No you can't, the behaviour of your

delete buffer;

is undefined.

What exactly is the purpose of that code?

 

[uraniumore235]

Now lets think about it. When you instantiate a pointer variable, you
obviously want to point it to some defined memory location. Since you
did not new-up or NULL-up a memory location, the pointer basically has
an undefined property. When you delete this pointer variable, which has
an undefined property, you are basically telling the compiler to return
the pointed to location ??? to the heap stack. Does this even make
sense? No!

 

[asimorio]

Well, now i modify a bit my code:
Will it make sense?

void A::Foo(void* a)
{
char* buffer = (char*) a;
delete buffer;
return;
}


regards,
Vynce

 

[Rolf Magnus]

Now lets think about it. When you instantiate a pointer variable, you
obviously want to point it to some defined memory location. Since you
did not new-up or NULL-up a memory location, the pointer basically has
an undefined property. When you delete this pointer variable, which has
an undefined property, you are basically telling the compiler to return
the pointed to location ??? to the heap stack. Does this even make
sense? No!

That reminds me of the Chewbacca defense

 

[Rolf Magnus]

Well, now i modify a bit my code:
Will it make sense?

void A::Foo(void* a)
{
char* buffer = (char*) a;
delete buffer;
return;
}

Yes, as long as A::Foo is only called with a pointer that points to a single
char allocated with new.

 

[Ian Collins]

Well, now i modify a bit my code:
Will it make sense?

void A::Foo(void* a)
{
char* buffer = (char*) a;
delete buffer;
return;
}

Even if your toilet doesn't explode, you program will surely crash. You
are telling delete to free memory that doesn't belong to the heap.

 

[Ian Collins]

Even if your toilet doesn't explode, you program will surely crash. You
are telling delete to free memory that doesn't belong to the heap.
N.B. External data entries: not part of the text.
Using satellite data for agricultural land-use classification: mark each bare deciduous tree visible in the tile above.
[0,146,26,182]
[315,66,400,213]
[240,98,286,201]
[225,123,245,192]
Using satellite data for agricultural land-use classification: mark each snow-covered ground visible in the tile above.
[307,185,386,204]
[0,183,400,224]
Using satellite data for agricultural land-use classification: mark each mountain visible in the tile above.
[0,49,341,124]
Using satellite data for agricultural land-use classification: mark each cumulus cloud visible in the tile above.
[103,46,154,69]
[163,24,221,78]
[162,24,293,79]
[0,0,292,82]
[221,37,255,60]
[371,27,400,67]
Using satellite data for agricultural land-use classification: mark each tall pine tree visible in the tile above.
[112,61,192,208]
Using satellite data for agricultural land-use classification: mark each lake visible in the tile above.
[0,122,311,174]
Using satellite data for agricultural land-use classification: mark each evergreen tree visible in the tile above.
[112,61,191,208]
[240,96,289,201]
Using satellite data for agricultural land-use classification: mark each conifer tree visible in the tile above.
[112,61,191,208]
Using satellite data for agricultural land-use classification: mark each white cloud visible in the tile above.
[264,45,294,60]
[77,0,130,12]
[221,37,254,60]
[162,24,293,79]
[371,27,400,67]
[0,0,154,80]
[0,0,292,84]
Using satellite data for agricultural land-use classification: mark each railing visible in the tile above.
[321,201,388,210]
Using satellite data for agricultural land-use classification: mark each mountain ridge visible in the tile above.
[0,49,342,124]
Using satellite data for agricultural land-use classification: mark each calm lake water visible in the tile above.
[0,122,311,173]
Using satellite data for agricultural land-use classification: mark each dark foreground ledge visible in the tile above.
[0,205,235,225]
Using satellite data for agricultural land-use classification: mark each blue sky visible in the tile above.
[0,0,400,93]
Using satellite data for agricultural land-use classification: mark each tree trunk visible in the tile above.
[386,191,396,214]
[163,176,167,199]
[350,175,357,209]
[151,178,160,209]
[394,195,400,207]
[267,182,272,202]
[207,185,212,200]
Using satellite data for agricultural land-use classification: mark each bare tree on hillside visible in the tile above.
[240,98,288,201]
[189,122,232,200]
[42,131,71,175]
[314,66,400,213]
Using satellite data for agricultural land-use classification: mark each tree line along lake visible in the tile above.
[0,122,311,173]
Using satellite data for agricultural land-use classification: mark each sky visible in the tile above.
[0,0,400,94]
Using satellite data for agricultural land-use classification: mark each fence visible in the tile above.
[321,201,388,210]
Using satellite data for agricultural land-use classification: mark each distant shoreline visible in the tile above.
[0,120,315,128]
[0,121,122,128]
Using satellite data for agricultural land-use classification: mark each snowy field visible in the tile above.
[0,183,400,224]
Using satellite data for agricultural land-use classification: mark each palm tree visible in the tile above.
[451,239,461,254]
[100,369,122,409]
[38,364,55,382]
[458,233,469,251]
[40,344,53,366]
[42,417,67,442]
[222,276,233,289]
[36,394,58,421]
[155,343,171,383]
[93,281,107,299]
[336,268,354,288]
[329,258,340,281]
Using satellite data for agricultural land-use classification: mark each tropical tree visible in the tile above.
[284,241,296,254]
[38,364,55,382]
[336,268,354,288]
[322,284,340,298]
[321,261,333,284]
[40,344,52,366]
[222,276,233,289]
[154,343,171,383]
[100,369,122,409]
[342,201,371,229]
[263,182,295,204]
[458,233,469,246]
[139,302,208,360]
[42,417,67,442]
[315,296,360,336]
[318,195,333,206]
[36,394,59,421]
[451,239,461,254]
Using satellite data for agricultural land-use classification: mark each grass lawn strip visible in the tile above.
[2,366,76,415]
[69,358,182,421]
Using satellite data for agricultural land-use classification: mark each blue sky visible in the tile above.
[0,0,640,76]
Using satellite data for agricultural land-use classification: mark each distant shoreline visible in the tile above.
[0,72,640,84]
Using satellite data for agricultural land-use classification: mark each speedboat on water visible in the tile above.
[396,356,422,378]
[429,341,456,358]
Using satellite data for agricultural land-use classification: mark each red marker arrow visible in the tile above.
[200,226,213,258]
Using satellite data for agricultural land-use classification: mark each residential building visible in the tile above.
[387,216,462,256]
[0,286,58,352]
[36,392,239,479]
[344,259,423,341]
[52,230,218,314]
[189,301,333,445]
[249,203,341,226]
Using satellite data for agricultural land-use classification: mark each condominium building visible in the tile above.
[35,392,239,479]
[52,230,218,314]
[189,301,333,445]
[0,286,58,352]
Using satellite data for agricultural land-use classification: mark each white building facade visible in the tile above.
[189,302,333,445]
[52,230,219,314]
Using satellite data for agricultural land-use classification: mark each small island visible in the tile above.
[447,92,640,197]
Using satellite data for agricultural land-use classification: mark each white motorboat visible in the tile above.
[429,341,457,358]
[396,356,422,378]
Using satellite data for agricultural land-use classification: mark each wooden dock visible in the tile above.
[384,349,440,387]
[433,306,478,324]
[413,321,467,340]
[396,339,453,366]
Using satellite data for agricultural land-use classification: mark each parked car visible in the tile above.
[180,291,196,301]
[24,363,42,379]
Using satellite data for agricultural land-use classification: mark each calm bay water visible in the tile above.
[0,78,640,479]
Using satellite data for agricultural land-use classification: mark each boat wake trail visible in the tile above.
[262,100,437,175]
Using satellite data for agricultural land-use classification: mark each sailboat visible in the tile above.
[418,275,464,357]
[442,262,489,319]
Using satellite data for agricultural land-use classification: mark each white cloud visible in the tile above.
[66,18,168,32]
Oops, didn't see the pointer passed in as a parameter.

 

[Rolf Magnus]

Yes, as long as A::Foo is only called with a pointer that points to a
single char allocated with new.

.... or a null pointer.

 

[Tomás]

asimorio posted:

Hi all,
If I don't new up a pointer, can I delete it?
see code below:

void A::foo()
{
char* buffer;
delete buffer;
return;
}

Think of "new" as a function which returns the address of the object it
creates:

char *new();

Think of "delete" as a function which takes as an argument the address of
the object which was created:

void delete( char * );


The first line of your code defines a local variable without initialising
it. "buffer" contains white noise. It may contain the memory address
70470980, or it may contain the memory address 9327052, or it may contain
the memory address 27696368.

Now you pass this address to "delete". Bottom line is this:

You can only give "delete" an address which was returned from "new",
otherwise it's undefined behaviour.
You can only give "delete []" an address which was returned from "new
[]", otherwise it's undefined behaviour.

Of course, the exception to this is that you can safely give "delete" or
"delete []" a null pointer, and it will have no effect:

delete static_cast<char*>(0);
delete [] static_cast<char*>(0);


-Tomás